Olhava-a de um jeito diferente, pois imaginava também ser olhado de forma
diferente, com um brilho de primeiro sol naquela feição tão doce e angelical.
Mas nunca se aproximou por medo de ser ignorado por ela. Não sabia, contudo, que
o seu distanciamento se tornaria num verdadeiro martírio para a vida da
mocinha. E foi por isso que começou a surgir a feiura na moça bonita. E também
o nome Dona Feia.
Sentindo-se rejeitada, recusada pelo rapaz,
começou a colocar a culpa em si mesma. Daí em diante já não procurava tanto o
espelho e as vezes que dele se aproximava era com feição entristecida, chorosa,
sentindo-se a mulher mais desprezível e inexpressiva do mundo. E assim porque
colocou na cabeça que a recusa era motivada pela sua falta de beleza, pela sua
feiura. Então se olhava como feia, se via como feia, passou a se sentir a
pessoa mais feia do mundo.
E uma pessoa tão feia não pode sair por aí
servindo de zombaria para os outros, logo imaginou antes de tomar a decisão que
mudaria para sempre o seu destino. Eis que decidiu abdicar do mundo exterior,
resolveu não mais sair pelas ruas e se fechar de vez nas quatro paredes de sua
casa, principalmente na solidão sombria de seu quarto. Resoluta, passou a fazer
de seu quarto todo o universo que dispunha. Poucas vezes andava pelos outros
aposentos da casa, mas jamais abrir a porta e sair para abraçar o sol. Talvez o
sol também não brilhasse diante de sua feiura, pensava.

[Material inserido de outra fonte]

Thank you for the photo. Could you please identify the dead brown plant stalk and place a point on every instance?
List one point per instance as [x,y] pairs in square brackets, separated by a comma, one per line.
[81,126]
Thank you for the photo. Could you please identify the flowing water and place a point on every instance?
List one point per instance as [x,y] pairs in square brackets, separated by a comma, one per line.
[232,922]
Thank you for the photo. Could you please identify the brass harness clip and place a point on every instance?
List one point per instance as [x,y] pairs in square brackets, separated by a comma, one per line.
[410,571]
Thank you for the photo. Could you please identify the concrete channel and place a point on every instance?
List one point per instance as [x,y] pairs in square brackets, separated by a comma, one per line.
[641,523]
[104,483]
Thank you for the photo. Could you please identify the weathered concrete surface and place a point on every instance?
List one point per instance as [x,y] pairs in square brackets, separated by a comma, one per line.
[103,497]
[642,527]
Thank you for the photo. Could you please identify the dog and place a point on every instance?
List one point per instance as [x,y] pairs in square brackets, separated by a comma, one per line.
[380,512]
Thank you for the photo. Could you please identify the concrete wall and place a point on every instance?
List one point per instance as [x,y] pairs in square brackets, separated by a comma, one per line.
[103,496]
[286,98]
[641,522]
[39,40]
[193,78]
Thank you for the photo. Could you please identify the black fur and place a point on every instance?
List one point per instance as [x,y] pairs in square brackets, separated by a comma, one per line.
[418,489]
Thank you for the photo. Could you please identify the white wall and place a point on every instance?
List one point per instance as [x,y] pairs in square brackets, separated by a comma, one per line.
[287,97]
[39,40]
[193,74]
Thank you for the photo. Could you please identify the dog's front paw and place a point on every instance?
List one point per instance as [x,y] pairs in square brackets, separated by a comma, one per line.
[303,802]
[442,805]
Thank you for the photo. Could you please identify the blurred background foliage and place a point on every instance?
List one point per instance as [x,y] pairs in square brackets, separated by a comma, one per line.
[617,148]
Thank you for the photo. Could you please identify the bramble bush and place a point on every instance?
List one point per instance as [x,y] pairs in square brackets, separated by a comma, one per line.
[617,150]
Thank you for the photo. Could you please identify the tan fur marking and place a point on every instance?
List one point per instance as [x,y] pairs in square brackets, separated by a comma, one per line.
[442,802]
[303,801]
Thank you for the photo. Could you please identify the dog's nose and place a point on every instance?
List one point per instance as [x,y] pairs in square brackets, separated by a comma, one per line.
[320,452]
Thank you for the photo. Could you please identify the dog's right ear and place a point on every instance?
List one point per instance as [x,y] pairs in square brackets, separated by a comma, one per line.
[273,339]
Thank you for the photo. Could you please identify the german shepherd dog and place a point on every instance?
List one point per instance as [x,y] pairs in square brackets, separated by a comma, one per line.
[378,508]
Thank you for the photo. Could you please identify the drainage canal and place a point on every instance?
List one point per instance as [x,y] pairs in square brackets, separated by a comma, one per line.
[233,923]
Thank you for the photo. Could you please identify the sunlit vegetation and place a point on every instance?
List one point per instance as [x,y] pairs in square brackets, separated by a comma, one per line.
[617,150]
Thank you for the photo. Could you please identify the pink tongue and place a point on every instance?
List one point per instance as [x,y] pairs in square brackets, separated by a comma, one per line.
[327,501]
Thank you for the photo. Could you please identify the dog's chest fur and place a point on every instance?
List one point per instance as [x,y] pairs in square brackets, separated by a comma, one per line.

Olhava a vida por trás da janela, escondida,
apenas lançando o olhar para o mundo lá fora. Via pessoas passando e olhando
naquela direção. Via quando seu moço bonito passava e depois disso chorava o
resto do dia, transbordando na noite. Já não se olhava no espelho, já não se
penteava, praticamente havia rejeitado viver. Um dia ouviu alguém batendo à
janela. As batidas se repetiram diversas vezes. Mas não abriu no momento.
No instante seguinte, caminhou devagarzinho e
foi até a fresta. Avistou alguém caminhando, já indo embora. Era ele. Não tinha
dúvidas. Ao olhar mais abaixo, rente ao umbral, percebeu uma flor. Mas tarde
demais para pensar em poesia, em amor, na vida. A morte lhe cairia como uma
beleza infinita. E Dona Feia partiu com sua beleza e sua dor.